Он, Спасо-Преображенский, хоть и не совсем так выглядел в начале 12 века, но хорош со всех ракурсов, а мы уж покружили…
С этим храмом связана интрига, которую мы, конечно же, знали: совсем недавно при реставрации собора была на наружной стене найдена надпись 1174 (или чуть позднее) года. Мы всматривались в щербленые поверхности, видели зазубрины, следы граффити, крестики, но они ли, та ли это знаменитая надпись? Найти её невооруженным глазом, думаю, невозможно: нам подсказал местный парнишка лет семи – восьми, он ткнул пальцем в стену – нам и своим приятелям (они пинали ногами трубы собора) – тут, мол она, не сомневайтесь.
«Месяца июня 29 убиен бысть Андрей своими парукы (слугами) оному вечная память а сим вечная мука». Далее имена убийц князя Андрея Боголюбского и текст «…настырный убийцы великого князя Андрея будут прокляты». Известный лингвист А. Гиппиус, который и занимался этими (и новгородскими) надписями (он читал лекцию в нашей Гимназии) предположил (и это наиболее вероятная гипотеза), что перед нами древнейшие СМИ. Таким образом распространялась информация по Владимирским землям (к нам принадлежал и Переславль): на высоте человеческого роста, на видных местах соборных храмов (здесь у тай стороны апсиды, которая ближе ко входу с памятником Александру Невскому)

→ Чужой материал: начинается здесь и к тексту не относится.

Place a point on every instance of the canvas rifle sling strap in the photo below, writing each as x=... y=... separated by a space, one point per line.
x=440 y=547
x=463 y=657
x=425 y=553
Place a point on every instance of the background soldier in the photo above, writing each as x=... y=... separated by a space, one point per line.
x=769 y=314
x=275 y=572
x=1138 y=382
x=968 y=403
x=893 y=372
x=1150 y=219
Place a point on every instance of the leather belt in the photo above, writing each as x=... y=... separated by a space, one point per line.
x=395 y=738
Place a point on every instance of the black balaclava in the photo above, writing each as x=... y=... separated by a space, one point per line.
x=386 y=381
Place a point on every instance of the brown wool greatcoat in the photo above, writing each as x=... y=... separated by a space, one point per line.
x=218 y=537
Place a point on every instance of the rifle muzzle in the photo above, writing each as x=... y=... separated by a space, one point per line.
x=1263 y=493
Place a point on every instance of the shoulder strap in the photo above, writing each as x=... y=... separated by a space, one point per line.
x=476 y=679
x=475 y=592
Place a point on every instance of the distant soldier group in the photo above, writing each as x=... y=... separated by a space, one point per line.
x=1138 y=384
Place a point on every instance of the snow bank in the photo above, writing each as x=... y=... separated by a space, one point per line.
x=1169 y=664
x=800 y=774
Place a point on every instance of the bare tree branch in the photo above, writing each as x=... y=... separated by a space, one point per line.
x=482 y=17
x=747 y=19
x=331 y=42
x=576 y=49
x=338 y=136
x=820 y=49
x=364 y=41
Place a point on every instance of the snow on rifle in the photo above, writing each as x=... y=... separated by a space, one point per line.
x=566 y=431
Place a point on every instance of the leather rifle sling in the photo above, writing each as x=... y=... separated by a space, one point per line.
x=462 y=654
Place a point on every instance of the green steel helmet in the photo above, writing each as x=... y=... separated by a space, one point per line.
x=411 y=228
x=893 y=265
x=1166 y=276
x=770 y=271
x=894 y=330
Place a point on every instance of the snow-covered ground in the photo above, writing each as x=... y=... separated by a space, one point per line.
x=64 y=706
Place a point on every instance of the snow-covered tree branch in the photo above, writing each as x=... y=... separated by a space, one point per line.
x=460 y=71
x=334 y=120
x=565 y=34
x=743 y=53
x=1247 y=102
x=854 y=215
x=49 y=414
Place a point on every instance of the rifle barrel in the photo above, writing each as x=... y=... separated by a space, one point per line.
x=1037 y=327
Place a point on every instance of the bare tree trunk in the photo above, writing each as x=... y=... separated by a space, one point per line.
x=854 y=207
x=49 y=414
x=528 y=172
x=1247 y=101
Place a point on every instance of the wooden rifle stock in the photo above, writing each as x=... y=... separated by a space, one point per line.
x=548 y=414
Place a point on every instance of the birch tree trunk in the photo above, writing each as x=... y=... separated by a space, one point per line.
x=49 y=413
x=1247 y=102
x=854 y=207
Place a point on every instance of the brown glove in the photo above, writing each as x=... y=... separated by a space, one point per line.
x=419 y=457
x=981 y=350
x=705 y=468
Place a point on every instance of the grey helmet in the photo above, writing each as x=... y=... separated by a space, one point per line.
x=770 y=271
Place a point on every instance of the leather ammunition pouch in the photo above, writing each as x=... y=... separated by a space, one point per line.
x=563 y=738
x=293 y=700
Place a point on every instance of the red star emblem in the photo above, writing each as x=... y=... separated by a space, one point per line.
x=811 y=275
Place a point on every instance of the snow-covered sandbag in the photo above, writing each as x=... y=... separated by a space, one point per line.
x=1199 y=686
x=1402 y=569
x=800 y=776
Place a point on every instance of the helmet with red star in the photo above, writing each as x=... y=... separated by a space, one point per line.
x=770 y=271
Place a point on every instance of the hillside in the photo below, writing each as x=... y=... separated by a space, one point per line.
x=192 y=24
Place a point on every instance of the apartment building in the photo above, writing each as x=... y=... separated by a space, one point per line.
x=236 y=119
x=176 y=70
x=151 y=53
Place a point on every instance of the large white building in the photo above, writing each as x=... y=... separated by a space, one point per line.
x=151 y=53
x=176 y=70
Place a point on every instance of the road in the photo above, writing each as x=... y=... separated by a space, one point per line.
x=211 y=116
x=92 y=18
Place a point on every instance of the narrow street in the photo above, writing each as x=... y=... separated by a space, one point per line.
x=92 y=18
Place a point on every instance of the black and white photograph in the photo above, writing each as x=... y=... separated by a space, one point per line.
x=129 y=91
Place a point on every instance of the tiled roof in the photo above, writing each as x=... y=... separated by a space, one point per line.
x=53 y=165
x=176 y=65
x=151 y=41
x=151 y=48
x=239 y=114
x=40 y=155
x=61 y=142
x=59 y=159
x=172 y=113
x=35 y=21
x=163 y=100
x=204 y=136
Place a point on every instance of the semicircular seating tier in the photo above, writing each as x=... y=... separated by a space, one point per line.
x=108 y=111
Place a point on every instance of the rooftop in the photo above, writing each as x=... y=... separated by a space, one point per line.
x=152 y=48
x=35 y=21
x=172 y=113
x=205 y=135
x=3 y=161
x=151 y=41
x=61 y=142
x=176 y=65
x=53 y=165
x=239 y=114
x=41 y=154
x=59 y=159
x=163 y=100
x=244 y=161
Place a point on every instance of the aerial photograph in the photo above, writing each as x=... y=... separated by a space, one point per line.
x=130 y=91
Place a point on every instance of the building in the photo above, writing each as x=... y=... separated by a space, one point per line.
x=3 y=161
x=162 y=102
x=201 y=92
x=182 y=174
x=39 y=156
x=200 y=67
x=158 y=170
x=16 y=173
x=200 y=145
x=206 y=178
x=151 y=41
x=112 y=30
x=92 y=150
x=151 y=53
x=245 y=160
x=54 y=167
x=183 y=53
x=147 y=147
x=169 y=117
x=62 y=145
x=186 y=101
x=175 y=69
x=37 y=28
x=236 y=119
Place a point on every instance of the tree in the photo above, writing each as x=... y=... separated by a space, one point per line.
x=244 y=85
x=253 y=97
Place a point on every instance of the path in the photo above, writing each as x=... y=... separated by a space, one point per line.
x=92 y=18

людям сообщали о событиях, давали понять, что произошло, кто виноват и что надо делать (молиться за князя и проклинать врагов). Проклятия, вероятно, произносились и в стенах храма, в ходе службы. В общем, весьма любопытная история, а убийцам – Геростратова слава.

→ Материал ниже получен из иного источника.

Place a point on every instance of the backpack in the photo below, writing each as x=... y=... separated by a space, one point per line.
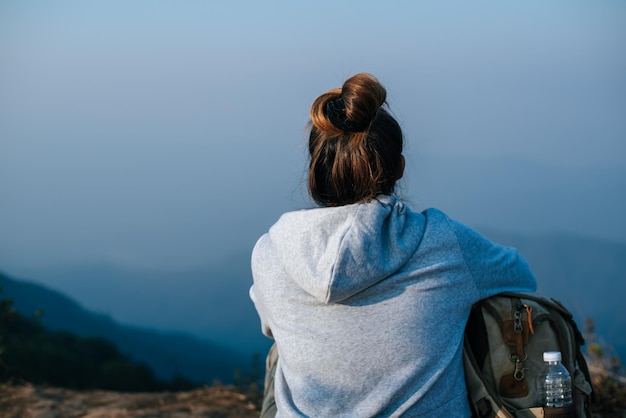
x=505 y=338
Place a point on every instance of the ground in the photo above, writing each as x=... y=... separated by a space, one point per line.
x=27 y=401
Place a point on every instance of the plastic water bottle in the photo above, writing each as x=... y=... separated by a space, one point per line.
x=556 y=384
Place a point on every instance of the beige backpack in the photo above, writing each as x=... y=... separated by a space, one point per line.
x=505 y=338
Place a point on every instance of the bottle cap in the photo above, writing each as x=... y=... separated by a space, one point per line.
x=552 y=356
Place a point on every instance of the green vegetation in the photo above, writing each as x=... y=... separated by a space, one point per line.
x=608 y=376
x=29 y=352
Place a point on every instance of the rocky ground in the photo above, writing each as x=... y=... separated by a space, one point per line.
x=27 y=401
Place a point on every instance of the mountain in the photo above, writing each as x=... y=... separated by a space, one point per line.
x=587 y=275
x=168 y=353
x=212 y=303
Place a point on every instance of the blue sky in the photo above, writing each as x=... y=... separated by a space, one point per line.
x=171 y=133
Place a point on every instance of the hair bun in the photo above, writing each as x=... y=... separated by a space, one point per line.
x=351 y=108
x=362 y=96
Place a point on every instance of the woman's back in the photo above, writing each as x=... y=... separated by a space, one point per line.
x=366 y=299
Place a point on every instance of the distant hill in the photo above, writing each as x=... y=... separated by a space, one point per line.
x=167 y=353
x=587 y=275
x=212 y=303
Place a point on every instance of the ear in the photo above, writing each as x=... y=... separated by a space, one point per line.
x=400 y=168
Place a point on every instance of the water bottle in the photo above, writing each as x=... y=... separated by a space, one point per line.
x=556 y=383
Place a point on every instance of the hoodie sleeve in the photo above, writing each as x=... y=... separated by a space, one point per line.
x=495 y=268
x=258 y=271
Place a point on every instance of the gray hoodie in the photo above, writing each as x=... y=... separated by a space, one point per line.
x=368 y=303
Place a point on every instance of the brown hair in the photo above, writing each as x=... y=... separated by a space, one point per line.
x=355 y=144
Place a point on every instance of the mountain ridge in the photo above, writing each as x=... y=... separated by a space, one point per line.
x=168 y=353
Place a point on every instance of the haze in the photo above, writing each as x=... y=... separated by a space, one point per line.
x=171 y=134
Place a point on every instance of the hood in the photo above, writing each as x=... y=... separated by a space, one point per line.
x=334 y=253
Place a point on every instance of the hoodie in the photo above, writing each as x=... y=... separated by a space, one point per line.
x=368 y=303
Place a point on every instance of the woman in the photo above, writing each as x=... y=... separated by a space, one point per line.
x=367 y=300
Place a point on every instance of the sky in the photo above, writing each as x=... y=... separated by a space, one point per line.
x=170 y=134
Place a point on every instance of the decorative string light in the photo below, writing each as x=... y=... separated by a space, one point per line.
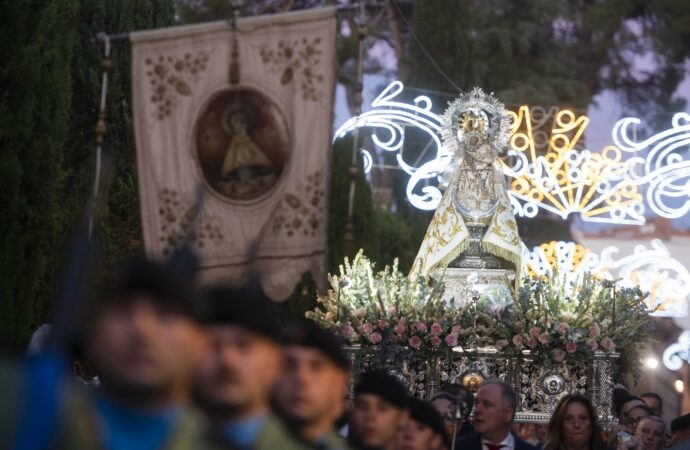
x=651 y=267
x=548 y=171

Городок Переславль-Залесский изменился, но не стал менее интересным, менее любимым. Он живой – и разнообразный, и многомерный в этой самой своей старинной, и советской, и новой, как-то вписавшейся в прежний облик, жизнью.
Провинция, полная жизни, разве не этого мы хотели, нет? (Вроде, удалось себя на пушкинскую волну настроить, типа «Здравствуй, племя младое, незнакомое», - вот она, великая сила мемуарного жанра).